II. Das Bundesverwaltungsgericht hat erwogen:

1. Feststellungen:

Die Bescheide der belangten Behörde vom 23.06.2020 zur Zl. 1253936106-191224391 und Zl. 1219074200-191224472 wurden den Beschwerdeführerinnen am 26.06.2020 zugestellt.

Die vom bevollmächtigten Vertreter der Beschwerdeführerinnen verfasste Beschwerde langte am 07.08.2020 bei der belangten Behörde ein.

Mit Schriftsatz vom 16.09.2020 beantragten die Beschwerdeführerinnen vertreten durch ihren bevollmächtigten Vertreter ua die Wiedereinsetzung in den vorigen Stand gegen die Versäumung der Beschwerdefrist.
2. Beweiswürdigung:

Diese Feststellungen ergeben sich zweifelsfrei aus den vorliegenden Verwaltungsakten.

3. Rechtliche Beurteilung:

Gemäß § 6 BVwGG entscheidet das Bundesverwaltungsgericht durch Einzelrichter, sofern nicht in Bundes- oder Landesgesetzen die Entscheidung durch Senate vorgesehen ist.

Gemäß § 17 VwGVG sind, soweit in diesem Bundesgesetz nicht anderes bestimmt ist, auf das Verfahren über Beschwerden gemäß Art. 130 Abs. 1 B-VG die Bestimmungen des AVG mit Ausnahme der §§ 1 bis 5 sowie des IV. Teiles, die Bestimmungen der Bundesabgabenordnung, des Agrarverfahrensgesetzes, und des Dienstrechtsverfahrens-gesetzes 1984, und im Übrigen jene verfahrensrechtlichen Bestimmungen in Bundes- oder Landesgesetzen sinngemäß anzuwenden, die die Behörde in dem Verfahren vor dem Verwaltungsgericht vorangegangenen Verfahren angewendet hat oder anzuwenden gehabt hätte.

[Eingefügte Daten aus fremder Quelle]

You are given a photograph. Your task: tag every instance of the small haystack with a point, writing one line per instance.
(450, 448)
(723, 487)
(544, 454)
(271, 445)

Gemäß § 31 Abs. 1 VwGVG erfolgen die Entscheidungen und Anordnungen des Bundesverwaltungsgerichtes, soweit nicht ein Erkenntnis zu fällen ist, durch Beschluss.

Zu A)

3.1. Abweisung der Anträge auf Wiedereinsetzung in den vorigen Stand

Bei Versäumen der Beschwerdefrist für eine Wiedereinsetzung in den vorigen Stand ist allein § 33 VwGVG die maßgebliche Bestimmung und nicht die §§ 71, 72 AVG, weil es sich um ein Verfahren über eine im VwGVG geregelte Beschwerde handelt (VwGH 28.09.2016, Ra 2016/16/0013). Der Verwaltungsgerichtshof hat allerdings in seiner Rechtsprechung festgehalten, dass grundsätzlich die in der Rechtsprechung zu § 71 AVG entwickelten Grundsätze auf § 33 VwGVG übertragbar sind (siehe etwa VwGH 13.09.2017, Ra 2017/12/0086).

Gemäß § 33 Abs. 1 VwGVG ist einer Partei auf Antrag die Wiedereinsetzung in den vorigen Stand zu bewilligen, wenn die Partei glaubhaft macht, dass sie durch ein unvorhergesehenes oder unabwendbares Ereignis eine Frist oder eine mündliche Verhandlung versäumt und dadurch einen Rechtsnachteil erleidet. Dass der Partei ein Verschulden an der Versäumung zu Last liegt, hindert die Bewilligung zur Wiedereinsetzung nicht, wenn es sich nur um einen minderen Grad des Versehens handelt.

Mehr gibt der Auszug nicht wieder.